There was a change in a single amino acid. Here we had a very dramatic case of a disease
where, if you have two bad copies of the gene, you probably at least in those days
would not live much beyond your teens. And yet it is a change, as we know now, of
just one base pair in the DNA, one amino acid in the protein.
You may ask "how it is possible that a small molecular change can do something which
will kill you?" But you realize that in the red cell, first of all, there are many
copies made of the gene onto the messenger RNAs, so there is amplification there.
But there is amplification before that, because from the fertilized egg there come
many, many red cells. There are an enormous number of red cells being made by a stem
cell, because the cell is dividing, so you have got a lot of red cells in your blood
which carry the hemoglobin. Then the messenger RNAs produce many copies of the molecule.

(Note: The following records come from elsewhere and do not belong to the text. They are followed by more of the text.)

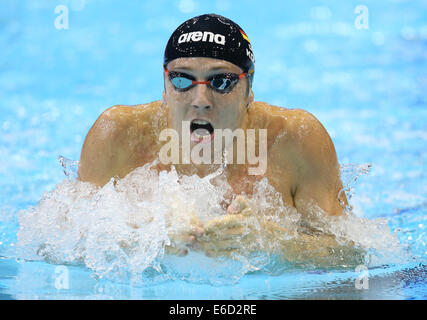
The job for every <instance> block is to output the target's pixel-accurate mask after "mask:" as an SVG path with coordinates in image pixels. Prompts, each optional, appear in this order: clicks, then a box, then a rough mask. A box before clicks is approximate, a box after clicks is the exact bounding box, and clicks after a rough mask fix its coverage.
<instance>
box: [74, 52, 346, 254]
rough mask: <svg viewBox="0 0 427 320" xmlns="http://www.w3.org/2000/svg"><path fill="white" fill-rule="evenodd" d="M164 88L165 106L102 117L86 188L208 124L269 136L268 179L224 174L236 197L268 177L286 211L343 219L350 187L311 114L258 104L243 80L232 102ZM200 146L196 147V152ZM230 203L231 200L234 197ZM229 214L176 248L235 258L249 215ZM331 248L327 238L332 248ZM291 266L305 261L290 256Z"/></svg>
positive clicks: (192, 74) (86, 171)
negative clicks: (193, 131) (169, 134)
mask: <svg viewBox="0 0 427 320" xmlns="http://www.w3.org/2000/svg"><path fill="white" fill-rule="evenodd" d="M167 68H168V70H169V71H180V72H185V73H187V74H190V75H192V76H194V77H195V78H196V79H197V80H206V79H207V78H209V76H211V75H214V74H219V73H224V72H228V73H236V74H240V73H242V70H241V69H240V68H239V67H237V66H236V65H234V64H232V63H229V62H227V61H223V60H216V59H211V58H181V59H176V60H173V61H172V62H170V63H169V65H168V66H167ZM164 82H165V90H164V92H163V99H162V100H161V101H155V102H152V103H149V104H145V105H136V106H123V105H118V106H114V107H112V108H110V109H107V110H106V111H104V112H103V113H102V114H101V115H100V117H99V118H98V119H97V120H96V122H95V124H94V125H93V126H92V128H91V129H90V131H89V133H88V135H87V137H86V139H85V142H84V145H83V148H82V153H81V158H80V161H79V172H78V173H79V179H80V180H82V181H88V182H91V183H93V184H96V185H98V186H103V185H104V184H106V183H107V182H108V181H109V180H110V179H111V178H112V177H118V178H122V177H124V176H125V175H126V174H128V173H129V172H130V171H132V170H133V169H135V168H137V167H140V166H143V165H144V164H147V163H151V162H152V161H154V160H155V159H158V155H159V150H160V148H161V147H162V146H163V145H164V142H161V141H159V134H160V132H161V131H162V130H163V129H165V128H172V129H175V130H176V131H177V132H178V133H179V134H180V135H181V129H182V127H181V125H182V121H192V120H194V119H202V120H206V121H209V122H210V123H211V124H212V126H213V128H214V129H225V128H230V129H232V130H235V129H237V128H242V129H267V168H266V171H265V173H264V174H263V175H249V174H248V167H251V166H252V167H253V165H249V164H230V165H228V166H227V168H226V170H225V172H224V174H225V175H226V177H227V180H228V183H229V184H230V186H231V187H232V189H233V194H234V196H235V195H238V194H242V193H243V192H244V193H245V194H247V195H250V194H251V192H252V186H253V183H254V182H255V181H258V180H260V179H262V178H263V177H266V178H267V179H268V181H269V183H270V184H271V185H272V186H273V187H274V188H275V189H276V190H277V191H278V192H280V194H281V195H282V198H283V202H284V204H285V205H287V206H289V207H293V208H296V209H297V210H298V212H299V213H300V214H301V215H302V216H303V217H306V218H309V216H310V213H309V212H310V208H312V205H313V204H315V205H316V206H318V207H319V208H321V209H322V210H323V211H324V212H325V214H326V215H331V216H336V215H341V214H342V213H343V207H342V204H343V205H347V199H346V198H345V194H344V193H343V192H342V193H340V192H339V191H340V190H341V189H342V187H343V186H342V182H341V179H340V175H339V164H338V161H337V156H336V152H335V148H334V145H333V143H332V140H331V138H330V137H329V135H328V133H327V131H326V130H325V128H324V127H323V126H322V124H321V123H320V122H319V121H318V120H317V119H316V118H315V117H314V116H313V115H312V114H310V113H309V112H307V111H304V110H301V109H286V108H281V107H276V106H271V105H269V104H267V103H264V102H255V101H254V96H253V93H252V90H251V89H250V88H248V87H249V81H248V79H246V78H244V79H242V80H240V81H239V82H238V83H237V84H236V85H235V87H234V88H233V90H232V91H231V92H230V93H227V94H221V93H218V92H216V91H214V90H212V89H210V88H208V86H207V85H205V84H200V85H196V86H194V87H193V88H191V89H190V90H188V91H186V92H178V91H176V90H175V89H174V87H173V85H172V83H171V82H170V80H169V78H168V77H167V76H166V75H165V78H164ZM215 138H216V137H214V138H213V139H215ZM196 143H197V142H194V141H193V142H191V147H193V146H194V145H195V144H196ZM255 150H258V149H257V148H256V149H255ZM234 163H236V162H234ZM157 169H158V170H168V169H170V167H169V166H168V165H163V164H161V163H160V164H158V165H157ZM176 169H177V171H178V172H179V173H181V174H185V175H189V174H197V175H199V176H200V177H204V176H206V175H207V174H209V173H212V172H214V171H215V170H217V169H218V165H206V164H201V165H195V164H186V165H176ZM213 183H214V182H213ZM229 197H230V199H232V198H233V195H229ZM239 199H240V200H239V201H240V202H243V203H244V202H245V200H242V198H239ZM340 202H341V204H340ZM234 204H235V203H234ZM240 207H244V206H240ZM228 214H229V215H226V216H224V217H220V218H217V219H215V220H213V221H211V222H209V223H208V224H205V225H203V224H201V222H200V221H197V219H195V220H194V223H193V225H192V226H191V228H189V231H188V233H187V234H183V235H179V236H178V237H177V240H176V242H177V245H176V248H181V249H182V248H185V245H186V244H188V243H194V242H195V241H197V239H201V238H203V237H205V238H204V239H205V240H206V241H205V243H208V242H209V248H207V247H205V248H203V245H202V246H200V245H199V247H201V248H202V249H205V252H212V251H214V252H215V254H221V253H222V252H225V251H227V252H229V251H230V250H231V249H233V245H232V243H233V237H234V236H235V235H236V236H238V235H239V230H240V231H241V230H242V227H243V226H244V225H247V224H245V223H244V221H245V218H246V217H248V216H250V215H249V214H247V212H246V214H245V215H241V214H242V209H239V206H238V205H231V206H230V207H229V208H228ZM252 215H256V213H252ZM206 230H210V231H211V232H208V234H213V236H212V237H211V238H209V239H208V238H206V237H207V235H206V234H207V233H206V232H205V231H206ZM212 230H217V231H218V232H212ZM265 230H266V233H265V234H268V235H269V237H271V236H272V235H274V234H275V233H283V232H286V230H285V229H283V230H282V229H280V227H279V226H273V225H271V224H266V225H265ZM207 239H208V240H209V241H207ZM225 240H226V241H225ZM224 241H225V244H224ZM307 241H308V240H307ZM315 241H316V242H317V243H316V244H315V246H316V247H318V246H319V245H320V246H322V245H324V246H327V245H326V244H325V243H323V244H322V242H321V241H320V242H319V240H318V239H317V240H315ZM331 241H332V240H331V239H329V238H328V240H327V243H329V244H328V246H330V245H331ZM178 242H179V244H178ZM202 242H203V241H202ZM332 242H334V241H332ZM334 243H335V242H334ZM295 245H296V244H295V243H293V244H292V246H293V247H292V248H293V249H292V250H295ZM307 245H308V244H307V243H305V244H304V246H307ZM312 245H314V242H313V244H312ZM334 245H336V243H335V244H334ZM283 246H284V247H287V251H288V255H289V252H290V251H292V250H290V244H289V243H288V244H283ZM308 246H310V245H308ZM181 249H179V250H181ZM300 249H301V250H306V249H307V248H306V247H304V249H303V248H300ZM179 250H178V251H179ZM184 251H185V249H184ZM297 251H298V250H297ZM296 255H297V256H298V254H296ZM287 258H288V259H292V258H293V259H294V260H295V259H296V260H298V258H295V257H290V256H288V257H287Z"/></svg>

Thus, in fact, you get a large mass of not very good molecule, even though it is a
very tiny change in the egg and the sperm. Just one or two atoms here and there is
enough to make a change which is potentially lethal.
Nowadays, of course, these ideas are commonplace, but in those days that was not the
case. You may be surprised to know that most people who worked on protein chemistry
wanted to know merely what the composition was. Fred Sanger had just been doing the
sequence of the first protein to be sequenced, which was insulin. Protein biochemists
really had no idea their subject had anything to do with genetics. Those of you who
are in the field may find this absolutely astonishing, because now it is commonplace.
One of the major functions of genes is for each one to code for a particular protein.
That was not known in those days, so this was a very dramatic case. In fact, as a
result of it, Sydney Brenner, Seymour Benzer, and I gave lectures to Fred Sanger's
group on the elements of genetics. It was the first time they realized that they had
to learn something about the subject. Nowadays, of course, all of you who go into
these things learn it right from the beginning and take it as a matter of course.
And it was very much sparked off by this discovery of Linus that sickle cell hemoglobin
was, as he said, a molecular disease.